Only Ray CLI In Container - Exited Code 0

I’ve recently created the following Dockerfile:

FROM rayproject/ray:1.3.0

ENV RAY_REDIS_PORT=6379

WORKDIR /Ray

CMD ray start --head --dashboard-host 0.0.0.0 --port=${RAY_REDIS_PORT} 

Then created a local image using the same Dockerfile. In attempting to run the resulting container, I get the typical ray startup output and then the docker container exits as it is provided from ray an exit code 0.

What is the recommended way to keep the docker container running after ray successfully initiates and provides the container with an exit code 0?

1 Like

What docker command are you using to create the container?

I’ve used both this docker compose file via docker compose up:

version: '3'

services: 
    network_test_1:
        image: test_1
        environment:
            RAY_CONNECTION_URL_AND_PORT: "ray:6379"
        networks:
            - ray_connection
    ray:
        image: ray2
        ports: 
            - 8265:8265
        networks:
            - ray_connection
        shm_size: '1.56gb'

networks:
    ray_connection:
        name: ray_connection

Where the ray2 image is from the Dockerfile above.

I have also used docker run ray2, docker run -d ray2, and docker run -it -d ray2, none of which has kept the container running after the setup process.

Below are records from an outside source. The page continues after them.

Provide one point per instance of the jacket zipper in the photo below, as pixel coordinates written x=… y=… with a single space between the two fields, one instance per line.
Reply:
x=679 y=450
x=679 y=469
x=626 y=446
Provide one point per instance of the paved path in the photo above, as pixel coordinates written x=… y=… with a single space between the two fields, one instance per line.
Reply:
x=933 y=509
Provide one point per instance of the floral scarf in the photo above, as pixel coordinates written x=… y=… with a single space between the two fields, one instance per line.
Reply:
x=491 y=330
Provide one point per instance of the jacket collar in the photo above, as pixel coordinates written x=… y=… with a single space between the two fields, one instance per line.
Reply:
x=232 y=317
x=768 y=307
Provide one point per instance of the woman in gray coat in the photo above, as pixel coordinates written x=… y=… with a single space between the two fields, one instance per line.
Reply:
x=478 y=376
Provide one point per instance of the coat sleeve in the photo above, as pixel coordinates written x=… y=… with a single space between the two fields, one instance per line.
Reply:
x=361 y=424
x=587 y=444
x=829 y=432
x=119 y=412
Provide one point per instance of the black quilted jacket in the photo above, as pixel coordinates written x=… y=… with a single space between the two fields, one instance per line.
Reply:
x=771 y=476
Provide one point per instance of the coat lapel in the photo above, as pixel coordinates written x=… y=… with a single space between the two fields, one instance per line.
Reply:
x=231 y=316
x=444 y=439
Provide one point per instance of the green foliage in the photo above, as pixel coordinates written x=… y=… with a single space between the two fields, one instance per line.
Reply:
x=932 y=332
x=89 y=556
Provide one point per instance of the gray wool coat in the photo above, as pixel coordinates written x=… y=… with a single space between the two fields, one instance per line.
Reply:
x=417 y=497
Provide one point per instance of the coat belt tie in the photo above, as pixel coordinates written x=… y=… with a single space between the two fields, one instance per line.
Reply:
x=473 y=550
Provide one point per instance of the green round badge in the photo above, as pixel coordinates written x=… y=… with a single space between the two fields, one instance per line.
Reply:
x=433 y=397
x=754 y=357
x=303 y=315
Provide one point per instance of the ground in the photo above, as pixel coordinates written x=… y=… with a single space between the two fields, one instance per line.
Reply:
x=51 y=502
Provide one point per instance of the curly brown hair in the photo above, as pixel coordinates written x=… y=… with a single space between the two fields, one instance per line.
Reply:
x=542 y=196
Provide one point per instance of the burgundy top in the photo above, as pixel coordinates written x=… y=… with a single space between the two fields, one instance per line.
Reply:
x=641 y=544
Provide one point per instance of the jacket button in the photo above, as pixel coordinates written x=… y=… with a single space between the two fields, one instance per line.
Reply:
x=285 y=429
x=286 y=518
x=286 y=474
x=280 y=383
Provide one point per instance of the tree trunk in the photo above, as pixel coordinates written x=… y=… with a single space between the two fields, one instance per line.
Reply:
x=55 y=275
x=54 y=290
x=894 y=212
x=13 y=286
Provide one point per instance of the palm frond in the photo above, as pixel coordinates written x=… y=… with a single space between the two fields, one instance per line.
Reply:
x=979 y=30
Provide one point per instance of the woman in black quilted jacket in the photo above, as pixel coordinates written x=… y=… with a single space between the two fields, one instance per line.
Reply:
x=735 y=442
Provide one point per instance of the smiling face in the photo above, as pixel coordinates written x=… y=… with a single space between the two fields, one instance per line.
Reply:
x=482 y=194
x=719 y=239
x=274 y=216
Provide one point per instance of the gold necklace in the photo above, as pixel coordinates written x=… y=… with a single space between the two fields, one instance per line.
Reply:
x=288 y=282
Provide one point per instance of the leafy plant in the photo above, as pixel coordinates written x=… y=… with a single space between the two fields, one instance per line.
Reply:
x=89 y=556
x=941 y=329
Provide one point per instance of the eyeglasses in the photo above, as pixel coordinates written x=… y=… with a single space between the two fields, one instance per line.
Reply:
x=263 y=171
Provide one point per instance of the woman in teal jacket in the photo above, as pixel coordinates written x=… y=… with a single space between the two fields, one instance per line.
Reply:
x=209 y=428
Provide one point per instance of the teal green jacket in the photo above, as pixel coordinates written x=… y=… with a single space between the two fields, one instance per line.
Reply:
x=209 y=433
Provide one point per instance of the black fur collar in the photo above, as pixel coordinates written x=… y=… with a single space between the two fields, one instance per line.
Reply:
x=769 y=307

I’ve used this docker compose file before:

version: "3.9"  # optional since v1.27.0
services:
    ray_head:
        image: $DOCKER_IMAGE
        networks: [ray_local]
        command: bash -c "ray start --head --port=6379 --object-manager-port=8076 --dashboard-host 0.0.0.0 --num-cpus 4 && sleep 10000"
        ports:
            - 6379:6379
            - 8265:8265
            - 10002:10001
#         volumes:
#             - /home/ubuntu/coding/ray:/ray
#             - /home/ubuntu/coding/xgboost_ray:/xgboost_ray
#             - /home/ubuntu/coding/xgboost_ray/xgboost_ray:/home/ray/anaconda3/lib/python3.7/site-packages/xgboost_ray:ro
#             - /home/ubuntu/coding/modin/modin:/home/ray/anaconda3/lib/python3.7/site-packages/modin:ro
        deploy:
            resources:
                limits:
                    cpus: 8
                    memory: 2500M
                reservations:
                    memory: 2500M
        shm_size: 1200m

    ray_worker_1:
        image: $DOCKER_IMAGE
        networks: [ray_local]
        depends_on:
            - ray_head
        command: bash -c "sleep 1 && ray start --address=ray_head:6379 --object-manager-port=8076 --num-cpus 4 && sleep 10000"
#         volumes:
 #            - /home/ubuntu/coding/ray:/ray:ro
 #            - /home/ubuntu/coding/xgboost_ray/xgboost_ray:/home/ray/anaconda3/lib/python3.7/site-packages/xgboost_ray:ro
 #            - /home/ubuntu/coding/modin/modin:/home/ray/anaconda3/lib/python3.7/site-packages/modin:ro
        mem_limit: 3000m
        mem_reservation: 3000m
        shm_size: 1200m

    ray_worker_2:
        image: $DOCKER_IMAGE
        networks: [ray_local]
        depends_on:
            - ray_head
        command: bash -c "sleep 1 && ray start --address=ray_head:6379 --object-manager-port=8076 --num-cpus 4 && sleep 10000"
#         volumes:
#             - /home/ubuntu/coding/ray:/ray:ro
#             - /home/ubuntu/coding/xgboost_ray/xgboost_ray:/home/ray/anaconda3/lib/python3.7/site-packages/xgboost_ray:ro
#             - /home/ubuntu/coding/modin/modin:/home/ray/anaconda3/lib/python3.7/site-packages/modin:ro
        mem_limit: 3000m
        mem_reservation: 3000m
        shm_size: 1200m

    ray_worker_3:
        image: $DOCKER_IMAGE
        networks: [ray_local]
        depends_on:
            - ray_head
        command: bash -c "sleep 1 && ray start --address=ray_head:6379 --object-manager-port=8076 --num-cpus 4 && sleep 10000"
#         volumes:
#             - /home/ubuntu/coding/ray:/ray:ro
#             - /home/ubuntu/coding/xgboost_ray/xgboost_ray:/home/ray/anaconda3/lib/python3.7/site-packages/xgboost_ray:ro
#             - /home/ubuntu/coding/modin/modin:/home/ray/anaconda3/lib/python3.7/site-packages/modin:ro
        mem_limit: 3000m
        mem_reservation: 3000m
        shm_size: 1200m


networks:
    ray_local:

So it seems you keep the container persisting via the sleep 10000 then?

Yeah, that’s right. The sleep will keep the node up.